O silêncio que veio depois foi pior que qualquer grito. Só o som da respiração pesada dos dois preenchia a sala. Eu sentia minhas mãos tremerem, meu corpo inteiro latejando de raiva e dor.

Caio narrando...

As palavras dele ficaram ecoando na minha cabeça: “Eu entrei na frente de uma bala por você.” Eu queria dizer algo, pedir desculpa, correr e abraçá-lo. Mas o orgulho ainda segurava minha boca fechada. Eu via as lágrimas escorrendo pelo rosto dele, e cada gota era como uma acusação muda: você não confia em mim.

— Eu… — minha voz falhou, e eu engoli em seco. — Eu só… eu fiquei com medo, Rafa. Eu achei que… que você tivesse desistido de mim, que estivesse cansado. Eu não sou bom em lidar com isso.

Ele me olhou, os olhos vermelhos, mas ainda ardendo de dor.

— Medo não é desculpa pra duvidar de quem tá do seu lado — ele disse, baixo, mas firme. — Eu não sei mais como provar que eu te amo.

Meu coração se quebrou ali. Tudo que eu queria era apagar as últimas horas, as últimas palavras. Mas o que eu tinha, agora, era aquele silêncio pesado, cortado apenas pelo som das nossas respirações e pelo peso de tudo que ainda precisava ser dito.
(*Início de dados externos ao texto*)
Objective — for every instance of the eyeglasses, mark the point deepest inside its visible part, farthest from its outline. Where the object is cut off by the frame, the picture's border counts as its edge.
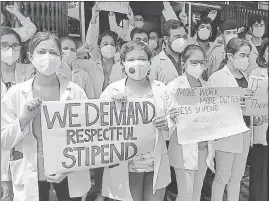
(6, 46)
(196, 62)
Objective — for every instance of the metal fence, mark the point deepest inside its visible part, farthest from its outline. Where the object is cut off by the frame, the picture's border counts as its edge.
(49, 15)
(240, 13)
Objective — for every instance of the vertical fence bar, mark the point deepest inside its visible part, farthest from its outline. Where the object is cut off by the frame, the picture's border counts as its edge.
(53, 16)
(43, 16)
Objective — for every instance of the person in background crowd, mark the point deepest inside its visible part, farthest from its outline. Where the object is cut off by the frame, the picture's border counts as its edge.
(104, 47)
(203, 34)
(155, 41)
(229, 29)
(123, 33)
(3, 92)
(117, 71)
(231, 152)
(12, 72)
(190, 161)
(147, 175)
(27, 30)
(139, 34)
(257, 27)
(166, 66)
(202, 37)
(74, 72)
(102, 50)
(259, 152)
(21, 126)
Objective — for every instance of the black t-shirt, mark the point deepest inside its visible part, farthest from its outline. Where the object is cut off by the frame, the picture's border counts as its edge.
(258, 48)
(242, 82)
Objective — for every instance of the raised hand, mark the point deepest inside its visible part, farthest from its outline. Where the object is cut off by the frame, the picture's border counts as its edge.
(212, 14)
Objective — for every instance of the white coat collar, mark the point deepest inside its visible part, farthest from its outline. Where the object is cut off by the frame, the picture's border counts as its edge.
(65, 88)
(254, 49)
(184, 82)
(228, 72)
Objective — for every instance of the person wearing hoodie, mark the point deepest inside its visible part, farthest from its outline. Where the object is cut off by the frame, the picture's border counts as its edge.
(229, 29)
(257, 26)
(166, 66)
(28, 28)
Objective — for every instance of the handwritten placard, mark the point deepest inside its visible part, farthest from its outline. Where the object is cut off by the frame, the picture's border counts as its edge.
(258, 104)
(115, 6)
(208, 114)
(79, 135)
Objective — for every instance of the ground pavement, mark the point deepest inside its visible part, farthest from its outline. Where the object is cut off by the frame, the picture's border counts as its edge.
(171, 195)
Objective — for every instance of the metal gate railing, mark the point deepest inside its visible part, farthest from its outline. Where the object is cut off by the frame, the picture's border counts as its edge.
(240, 13)
(50, 15)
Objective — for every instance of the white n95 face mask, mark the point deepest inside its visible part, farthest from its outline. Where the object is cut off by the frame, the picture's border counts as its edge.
(241, 63)
(10, 56)
(139, 24)
(137, 70)
(179, 45)
(69, 56)
(230, 37)
(195, 71)
(108, 51)
(46, 64)
(258, 32)
(204, 34)
(153, 44)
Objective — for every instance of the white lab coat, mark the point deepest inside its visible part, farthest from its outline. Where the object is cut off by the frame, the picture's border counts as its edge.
(252, 58)
(224, 78)
(24, 171)
(116, 180)
(259, 131)
(27, 30)
(23, 72)
(186, 156)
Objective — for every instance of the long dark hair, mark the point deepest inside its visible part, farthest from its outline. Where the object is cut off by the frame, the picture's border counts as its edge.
(189, 50)
(233, 47)
(260, 59)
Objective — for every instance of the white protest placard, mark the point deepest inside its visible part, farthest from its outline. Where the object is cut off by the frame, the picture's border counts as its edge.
(208, 114)
(79, 135)
(115, 6)
(258, 104)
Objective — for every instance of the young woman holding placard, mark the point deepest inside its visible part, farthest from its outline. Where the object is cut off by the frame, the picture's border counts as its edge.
(143, 178)
(259, 152)
(190, 161)
(232, 152)
(12, 73)
(21, 125)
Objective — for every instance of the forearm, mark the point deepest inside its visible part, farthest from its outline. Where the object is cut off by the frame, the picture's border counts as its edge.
(211, 49)
(19, 15)
(6, 187)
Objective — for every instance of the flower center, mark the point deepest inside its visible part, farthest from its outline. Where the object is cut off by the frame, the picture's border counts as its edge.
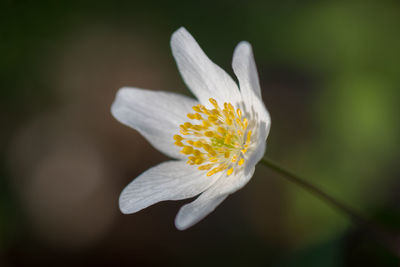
(218, 142)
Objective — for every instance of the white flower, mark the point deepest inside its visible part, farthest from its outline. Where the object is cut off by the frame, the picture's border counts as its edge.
(215, 140)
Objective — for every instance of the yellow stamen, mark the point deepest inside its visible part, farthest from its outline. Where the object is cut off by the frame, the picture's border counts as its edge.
(219, 139)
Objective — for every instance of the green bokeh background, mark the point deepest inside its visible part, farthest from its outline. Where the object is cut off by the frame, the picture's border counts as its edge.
(330, 77)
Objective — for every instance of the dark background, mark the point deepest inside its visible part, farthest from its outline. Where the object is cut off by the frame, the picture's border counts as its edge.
(330, 77)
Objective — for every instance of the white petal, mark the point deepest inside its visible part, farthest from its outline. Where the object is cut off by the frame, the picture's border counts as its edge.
(203, 77)
(245, 69)
(244, 66)
(172, 180)
(195, 211)
(156, 115)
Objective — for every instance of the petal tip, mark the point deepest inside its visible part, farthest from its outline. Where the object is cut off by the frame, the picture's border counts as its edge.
(180, 224)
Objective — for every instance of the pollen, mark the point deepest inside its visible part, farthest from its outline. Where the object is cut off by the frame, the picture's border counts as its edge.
(216, 140)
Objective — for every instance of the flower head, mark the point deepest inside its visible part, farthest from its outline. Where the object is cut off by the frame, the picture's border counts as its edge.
(215, 140)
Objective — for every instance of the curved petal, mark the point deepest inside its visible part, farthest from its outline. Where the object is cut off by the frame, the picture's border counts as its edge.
(245, 69)
(171, 180)
(155, 115)
(203, 77)
(192, 213)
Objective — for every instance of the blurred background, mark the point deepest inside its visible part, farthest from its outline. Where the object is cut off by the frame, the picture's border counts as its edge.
(330, 77)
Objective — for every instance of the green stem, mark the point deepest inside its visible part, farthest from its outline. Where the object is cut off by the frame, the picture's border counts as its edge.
(356, 217)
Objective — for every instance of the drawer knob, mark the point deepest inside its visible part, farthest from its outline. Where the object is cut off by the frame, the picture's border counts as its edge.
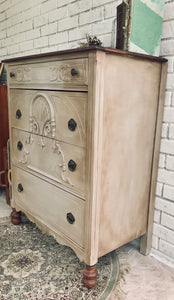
(72, 124)
(19, 145)
(20, 187)
(70, 218)
(12, 74)
(18, 114)
(71, 165)
(74, 72)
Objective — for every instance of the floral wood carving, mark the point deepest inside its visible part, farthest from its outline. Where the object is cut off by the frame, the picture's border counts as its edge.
(42, 117)
(61, 73)
(25, 152)
(62, 165)
(23, 74)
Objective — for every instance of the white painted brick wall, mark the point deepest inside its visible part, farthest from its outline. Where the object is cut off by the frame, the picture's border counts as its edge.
(37, 26)
(163, 230)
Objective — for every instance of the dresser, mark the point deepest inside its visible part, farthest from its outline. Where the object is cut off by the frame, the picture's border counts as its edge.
(85, 128)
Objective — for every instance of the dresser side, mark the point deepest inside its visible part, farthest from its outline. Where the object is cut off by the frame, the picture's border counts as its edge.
(131, 95)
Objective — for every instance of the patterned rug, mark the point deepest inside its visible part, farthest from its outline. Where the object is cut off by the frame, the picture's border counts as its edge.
(34, 266)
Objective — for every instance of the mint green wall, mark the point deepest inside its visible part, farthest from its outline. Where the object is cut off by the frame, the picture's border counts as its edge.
(146, 26)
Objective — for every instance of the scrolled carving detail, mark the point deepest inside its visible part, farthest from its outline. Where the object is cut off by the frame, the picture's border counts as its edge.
(42, 116)
(62, 165)
(23, 74)
(60, 73)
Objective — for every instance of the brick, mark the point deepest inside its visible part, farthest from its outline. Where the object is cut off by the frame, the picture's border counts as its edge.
(164, 130)
(167, 146)
(169, 194)
(41, 20)
(167, 221)
(162, 160)
(166, 176)
(102, 27)
(171, 131)
(168, 114)
(163, 233)
(2, 34)
(21, 27)
(41, 42)
(25, 46)
(111, 9)
(79, 33)
(49, 29)
(168, 11)
(155, 242)
(13, 49)
(68, 23)
(58, 38)
(101, 2)
(73, 9)
(91, 16)
(157, 216)
(166, 248)
(47, 6)
(170, 162)
(85, 5)
(164, 205)
(168, 97)
(170, 80)
(4, 6)
(58, 14)
(159, 189)
(63, 2)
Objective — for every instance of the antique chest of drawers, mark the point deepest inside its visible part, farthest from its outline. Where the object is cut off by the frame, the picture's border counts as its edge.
(85, 132)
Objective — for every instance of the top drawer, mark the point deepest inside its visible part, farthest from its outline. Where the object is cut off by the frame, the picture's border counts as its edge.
(64, 74)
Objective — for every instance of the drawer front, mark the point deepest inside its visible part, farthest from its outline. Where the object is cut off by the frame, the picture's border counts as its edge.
(59, 210)
(55, 74)
(60, 115)
(61, 162)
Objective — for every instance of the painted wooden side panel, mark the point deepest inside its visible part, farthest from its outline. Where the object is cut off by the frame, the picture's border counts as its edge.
(129, 120)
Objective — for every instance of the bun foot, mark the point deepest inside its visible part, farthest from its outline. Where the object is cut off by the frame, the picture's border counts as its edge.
(15, 217)
(90, 276)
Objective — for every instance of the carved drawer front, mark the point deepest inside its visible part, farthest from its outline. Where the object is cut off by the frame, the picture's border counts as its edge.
(54, 74)
(57, 209)
(60, 115)
(56, 160)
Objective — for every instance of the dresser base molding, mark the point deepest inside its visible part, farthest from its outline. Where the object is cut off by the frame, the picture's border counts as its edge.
(61, 239)
(15, 217)
(90, 276)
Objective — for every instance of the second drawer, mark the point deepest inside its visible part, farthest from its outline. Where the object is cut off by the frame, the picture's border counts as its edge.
(57, 209)
(61, 162)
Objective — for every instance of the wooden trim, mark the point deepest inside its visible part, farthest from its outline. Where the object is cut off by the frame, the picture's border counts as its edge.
(87, 49)
(146, 240)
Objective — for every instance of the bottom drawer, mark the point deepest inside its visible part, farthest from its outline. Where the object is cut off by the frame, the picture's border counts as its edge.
(57, 209)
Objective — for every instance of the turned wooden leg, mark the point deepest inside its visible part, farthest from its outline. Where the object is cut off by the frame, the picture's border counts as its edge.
(90, 276)
(16, 217)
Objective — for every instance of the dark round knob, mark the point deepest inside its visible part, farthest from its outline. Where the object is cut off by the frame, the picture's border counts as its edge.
(18, 114)
(19, 145)
(72, 165)
(20, 187)
(72, 124)
(74, 72)
(12, 74)
(70, 218)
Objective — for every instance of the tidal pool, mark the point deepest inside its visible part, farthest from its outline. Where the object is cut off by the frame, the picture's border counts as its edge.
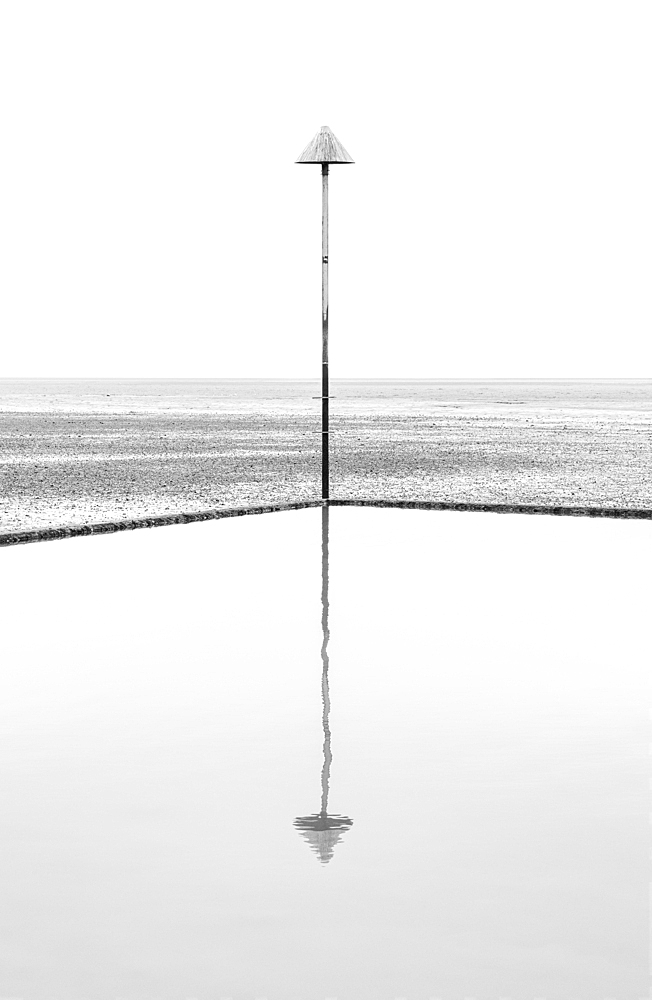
(234, 768)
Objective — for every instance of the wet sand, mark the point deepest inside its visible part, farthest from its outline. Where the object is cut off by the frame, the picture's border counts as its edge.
(67, 468)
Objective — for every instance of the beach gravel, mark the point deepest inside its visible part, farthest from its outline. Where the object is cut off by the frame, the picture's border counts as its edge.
(59, 468)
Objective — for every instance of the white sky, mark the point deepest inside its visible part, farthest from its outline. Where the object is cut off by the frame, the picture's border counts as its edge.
(497, 221)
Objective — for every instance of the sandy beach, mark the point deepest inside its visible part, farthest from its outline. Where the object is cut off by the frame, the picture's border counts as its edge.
(114, 456)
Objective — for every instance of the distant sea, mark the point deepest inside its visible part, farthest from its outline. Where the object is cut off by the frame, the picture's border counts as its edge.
(295, 395)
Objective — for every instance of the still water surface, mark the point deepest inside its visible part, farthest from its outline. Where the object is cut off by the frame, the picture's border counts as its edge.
(486, 705)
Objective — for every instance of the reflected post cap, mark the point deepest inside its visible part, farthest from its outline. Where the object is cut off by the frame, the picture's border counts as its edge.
(324, 148)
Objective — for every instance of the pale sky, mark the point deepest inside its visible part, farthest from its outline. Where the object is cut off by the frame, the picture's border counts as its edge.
(497, 221)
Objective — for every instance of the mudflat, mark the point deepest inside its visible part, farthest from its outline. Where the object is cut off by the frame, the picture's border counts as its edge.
(79, 455)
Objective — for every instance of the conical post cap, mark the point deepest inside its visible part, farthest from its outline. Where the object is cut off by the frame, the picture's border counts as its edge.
(324, 148)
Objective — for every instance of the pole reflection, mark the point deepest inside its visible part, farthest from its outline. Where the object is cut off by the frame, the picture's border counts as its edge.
(323, 830)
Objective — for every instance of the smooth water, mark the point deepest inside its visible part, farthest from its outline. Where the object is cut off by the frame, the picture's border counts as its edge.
(471, 691)
(295, 395)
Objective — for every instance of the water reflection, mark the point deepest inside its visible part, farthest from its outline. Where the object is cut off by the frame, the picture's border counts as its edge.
(321, 830)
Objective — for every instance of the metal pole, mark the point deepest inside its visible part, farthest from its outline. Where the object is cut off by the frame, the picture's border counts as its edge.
(325, 491)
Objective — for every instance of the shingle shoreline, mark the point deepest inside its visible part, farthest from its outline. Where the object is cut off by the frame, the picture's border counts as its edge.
(158, 520)
(155, 521)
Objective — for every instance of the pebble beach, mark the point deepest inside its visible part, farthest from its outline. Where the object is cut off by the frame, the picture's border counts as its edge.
(82, 452)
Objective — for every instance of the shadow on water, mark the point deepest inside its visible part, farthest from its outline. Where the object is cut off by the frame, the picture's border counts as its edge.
(323, 830)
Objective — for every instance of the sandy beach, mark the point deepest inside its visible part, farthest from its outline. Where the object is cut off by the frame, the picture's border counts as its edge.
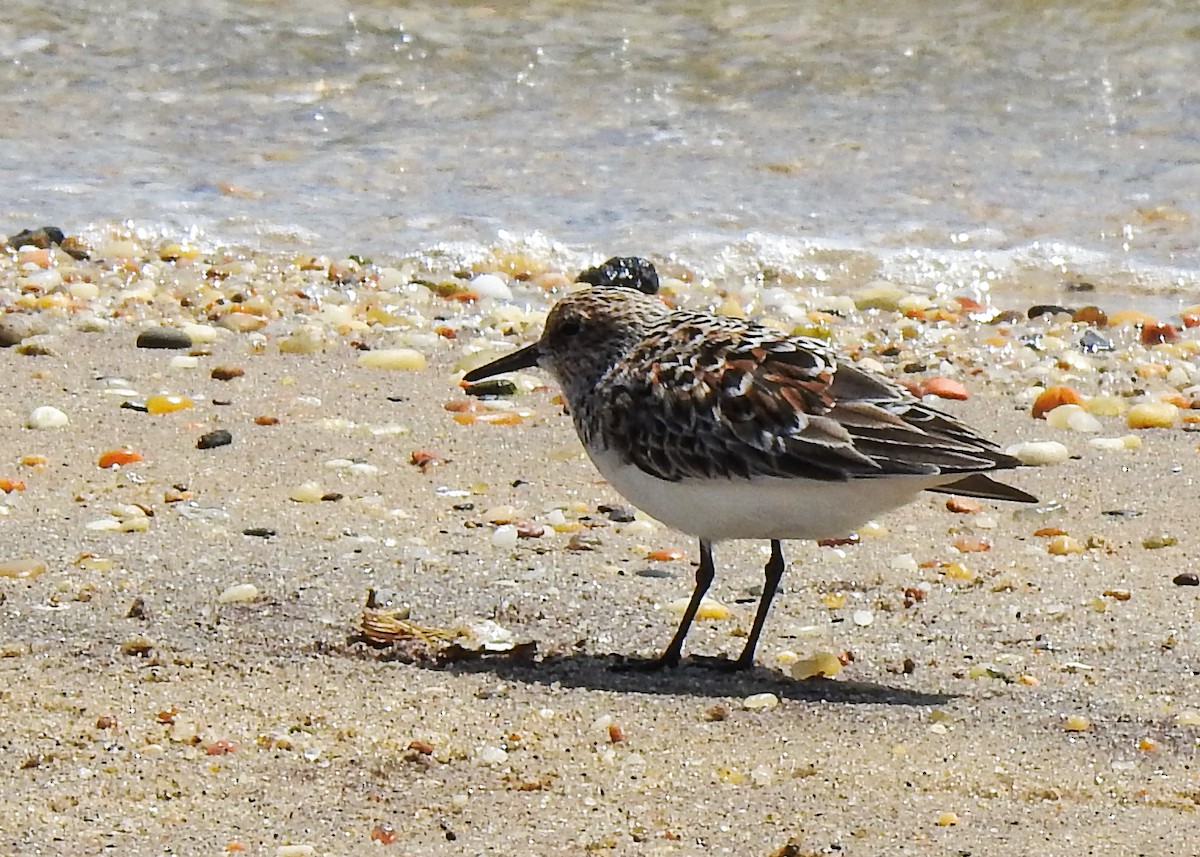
(999, 701)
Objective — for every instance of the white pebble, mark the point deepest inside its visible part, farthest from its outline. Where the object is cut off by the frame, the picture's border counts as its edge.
(765, 701)
(47, 417)
(306, 492)
(491, 286)
(295, 851)
(1039, 453)
(904, 562)
(239, 593)
(491, 755)
(1072, 417)
(505, 535)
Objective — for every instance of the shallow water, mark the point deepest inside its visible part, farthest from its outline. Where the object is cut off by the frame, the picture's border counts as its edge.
(970, 144)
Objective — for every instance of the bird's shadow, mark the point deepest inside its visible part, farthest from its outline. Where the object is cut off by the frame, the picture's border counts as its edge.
(690, 678)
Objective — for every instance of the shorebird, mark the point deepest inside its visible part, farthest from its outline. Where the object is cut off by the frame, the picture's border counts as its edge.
(725, 429)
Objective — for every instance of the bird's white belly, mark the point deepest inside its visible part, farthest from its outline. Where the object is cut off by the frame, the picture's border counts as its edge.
(761, 508)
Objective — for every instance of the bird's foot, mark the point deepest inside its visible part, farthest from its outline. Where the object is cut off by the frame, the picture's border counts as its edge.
(667, 660)
(721, 664)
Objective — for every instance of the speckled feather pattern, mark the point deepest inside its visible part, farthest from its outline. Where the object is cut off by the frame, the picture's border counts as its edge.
(685, 395)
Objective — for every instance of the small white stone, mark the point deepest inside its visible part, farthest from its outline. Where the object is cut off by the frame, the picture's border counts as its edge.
(491, 286)
(47, 417)
(905, 562)
(505, 535)
(491, 755)
(239, 593)
(1039, 453)
(765, 701)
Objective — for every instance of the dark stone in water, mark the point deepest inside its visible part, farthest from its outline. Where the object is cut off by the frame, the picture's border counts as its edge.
(618, 514)
(220, 437)
(630, 271)
(45, 238)
(1092, 342)
(1049, 310)
(497, 387)
(163, 337)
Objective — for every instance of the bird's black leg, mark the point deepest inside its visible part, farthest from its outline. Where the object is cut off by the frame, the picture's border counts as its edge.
(705, 575)
(774, 573)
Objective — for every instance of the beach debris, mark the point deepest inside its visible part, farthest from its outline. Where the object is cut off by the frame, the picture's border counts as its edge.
(46, 417)
(220, 437)
(163, 337)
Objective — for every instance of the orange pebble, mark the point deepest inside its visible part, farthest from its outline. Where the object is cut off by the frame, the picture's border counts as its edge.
(1158, 333)
(119, 457)
(384, 834)
(943, 388)
(964, 505)
(1131, 317)
(165, 403)
(501, 418)
(665, 555)
(220, 748)
(1054, 396)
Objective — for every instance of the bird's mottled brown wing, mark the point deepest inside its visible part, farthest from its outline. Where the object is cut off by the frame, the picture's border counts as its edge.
(763, 403)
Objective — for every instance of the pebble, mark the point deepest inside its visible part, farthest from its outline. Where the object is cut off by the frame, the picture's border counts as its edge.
(393, 358)
(1077, 723)
(167, 403)
(709, 609)
(1072, 417)
(227, 372)
(1053, 399)
(221, 437)
(1115, 444)
(1065, 545)
(1152, 415)
(1105, 406)
(46, 417)
(765, 701)
(1039, 453)
(943, 388)
(163, 337)
(239, 593)
(491, 286)
(306, 492)
(491, 755)
(822, 664)
(505, 535)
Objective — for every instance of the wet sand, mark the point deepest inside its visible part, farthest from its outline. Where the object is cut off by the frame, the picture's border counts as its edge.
(187, 725)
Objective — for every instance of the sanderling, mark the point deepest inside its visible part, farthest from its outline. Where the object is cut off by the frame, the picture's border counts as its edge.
(725, 429)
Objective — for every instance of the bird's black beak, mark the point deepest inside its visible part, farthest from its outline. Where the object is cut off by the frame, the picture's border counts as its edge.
(523, 358)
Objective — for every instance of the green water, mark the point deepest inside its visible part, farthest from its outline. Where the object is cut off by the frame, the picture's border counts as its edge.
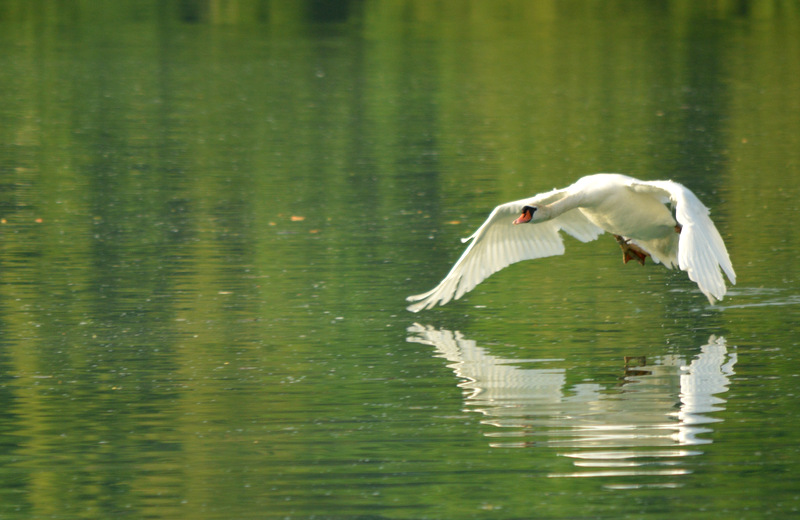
(211, 213)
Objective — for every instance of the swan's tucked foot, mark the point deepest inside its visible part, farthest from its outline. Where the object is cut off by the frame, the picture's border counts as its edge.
(630, 251)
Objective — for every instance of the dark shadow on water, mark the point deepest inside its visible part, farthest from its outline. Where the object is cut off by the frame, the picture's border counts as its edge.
(638, 432)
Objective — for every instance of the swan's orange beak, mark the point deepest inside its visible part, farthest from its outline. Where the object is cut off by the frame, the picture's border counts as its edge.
(526, 216)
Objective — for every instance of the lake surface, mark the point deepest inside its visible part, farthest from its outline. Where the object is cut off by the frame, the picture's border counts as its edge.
(211, 214)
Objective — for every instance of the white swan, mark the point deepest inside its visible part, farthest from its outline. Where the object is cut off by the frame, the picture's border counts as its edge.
(633, 211)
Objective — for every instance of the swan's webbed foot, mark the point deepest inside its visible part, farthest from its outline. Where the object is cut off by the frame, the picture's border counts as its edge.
(630, 250)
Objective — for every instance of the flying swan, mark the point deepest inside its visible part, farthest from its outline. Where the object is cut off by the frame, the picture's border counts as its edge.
(633, 211)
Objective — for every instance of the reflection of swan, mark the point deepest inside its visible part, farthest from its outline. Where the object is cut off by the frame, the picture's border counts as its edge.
(625, 428)
(633, 211)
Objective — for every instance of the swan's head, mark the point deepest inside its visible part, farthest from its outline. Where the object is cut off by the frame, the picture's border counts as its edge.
(527, 215)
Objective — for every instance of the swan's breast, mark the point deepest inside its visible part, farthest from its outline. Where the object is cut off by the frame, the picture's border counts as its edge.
(635, 215)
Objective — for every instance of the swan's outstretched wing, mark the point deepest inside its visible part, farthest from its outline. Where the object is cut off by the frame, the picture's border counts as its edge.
(499, 243)
(701, 251)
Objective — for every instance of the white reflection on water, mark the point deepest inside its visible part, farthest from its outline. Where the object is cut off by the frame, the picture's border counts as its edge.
(644, 426)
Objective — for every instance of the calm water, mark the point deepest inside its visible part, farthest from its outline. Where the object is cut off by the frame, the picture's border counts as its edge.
(211, 213)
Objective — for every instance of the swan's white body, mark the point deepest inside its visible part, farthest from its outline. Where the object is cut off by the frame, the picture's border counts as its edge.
(633, 209)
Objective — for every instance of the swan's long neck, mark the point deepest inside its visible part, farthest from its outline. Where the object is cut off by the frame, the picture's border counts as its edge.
(559, 207)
E naquela sala, entre lágrimas, orgulho e feridas abertas, nós dois entendemos — mesmo sem dizer em voz alta — que amar alguém é também saber quando a desconfiança machuca mais do que qualquer erro. Mas, naquela manhã, nada parecia simples. O amor estava ali, inteiro, mas perdido em um campo de batalha feito de mágoa, medo e a incontrolável vontade de não desistir.

Rafael narrando...

As palavras de Caio ficaram presas na minha cabeça como cacos de vidro, cada uma rasgando um pedaço de mim por dentro.

“Dormiu na casa de outro cara e acha isso normal?”

Não importava quantas vezes eu tentasse respirar fundo, cada sílaba voltava com mais força, como um eco cruel. Eu saí de casa sem olhar pra trás, sem saber exatamente pra onde ir. A porta bateu às minhas costas como um tiro, e o som ficou rodando na minha mente, misturado ao gosto amargo da discussão.

Eu caminhei sem rumo até sentir o cheiro de sal no ar. A praia estava quase vazia, apenas alguns surfistas recolhendo as pranchas, famílias desmontando guarda-sóis, casais caminhando de mãos dadas. O céu começava a ganhar tons de laranja e roxo, e cada passo na areia parecia me enterrar mais fundo no que eu estava sentindo. Sentei perto da beira, onde a água vinha beijar os pés, e deixei que as ondas levassem o pouco de força que ainda me restava.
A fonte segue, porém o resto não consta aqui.